Die Ansprache der Kanzlerin hat beruhigt – Streit unter Politikern verunsichert
Umso fataler sei es, wenn die Politik durch widersprüchliche Maßnahmen und öffentliches Hin-und-Her auffalle. „Die menschliche Psyche sucht in dieser Situation ja Struktur.“ Die habe in der jüngsten Diskussion, ob, wann und wie die Schulen wieder geöffnet werden sollten, gefehlt. Noch dazu seien Virologen – eigentlich die Erklärer der Stunde – öffentlich uneinig gewesen seien. „Die Angst kam zurück.“ Aus dieser Perspektive sei die bundesweite Maskenpflicht „die beste Lösung, um nicht zu viel Verunsicherung zu schaffen“, sagt Teufel. Wie immer man die Wirksamkeit der Maßnahme beurteile.
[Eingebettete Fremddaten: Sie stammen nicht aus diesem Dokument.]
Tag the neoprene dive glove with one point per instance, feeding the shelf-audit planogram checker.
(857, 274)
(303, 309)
Weil Angst auch eine Warnfunktion habe und uns zu vorsichtigem Verhalten bringe, sei sie in kleinen Dosen aber durchaus hilfreich, sagt Teufel. „Ohne Angst laufen Sie über die nächste rote Ampel und werden überfahren.“ Und von gefährlicher Panik sei die Gesellschaft aktuell weit entfernt.
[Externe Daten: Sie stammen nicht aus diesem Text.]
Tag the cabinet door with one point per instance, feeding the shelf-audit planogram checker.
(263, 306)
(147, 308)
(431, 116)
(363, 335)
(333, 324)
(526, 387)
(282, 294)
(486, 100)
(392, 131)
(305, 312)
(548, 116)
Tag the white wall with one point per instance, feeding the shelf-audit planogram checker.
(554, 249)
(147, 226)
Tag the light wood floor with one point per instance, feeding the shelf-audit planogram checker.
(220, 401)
Das gelte selbst für sogenannte Risikogruppen: So habe man in die Umfrage auch Krebspatienten und Menschen mit Herz-Kreislauf-Erkrankungen einbezogen und festgestellt, dass diese nicht deutlich ängstlicher sind als der Rest der Bevölkerung. „Sie halten sich allerdings noch penibler an die Hygiene- und Distanzvorgaben, tun also mehr dafür, keine Angst haben zu müssen.“
Die alten Menschen, denen derzeit große Sorge gilt, seien übrigens deutlich gelassener als die Jüngeren. In gewisser Weise gefährdet seien Menschen mit psychischen Krankheiten, die naturgemäß viel sensibler auf eine Krisensituation reagieren. Schließlich wollen Teufel und sein Team auch herausfinden, wer in Zeiten von Corona professionelle Unterstützung braucht, noch werde die eigens geschaltete Hotline nicht übermäßig frequentiert.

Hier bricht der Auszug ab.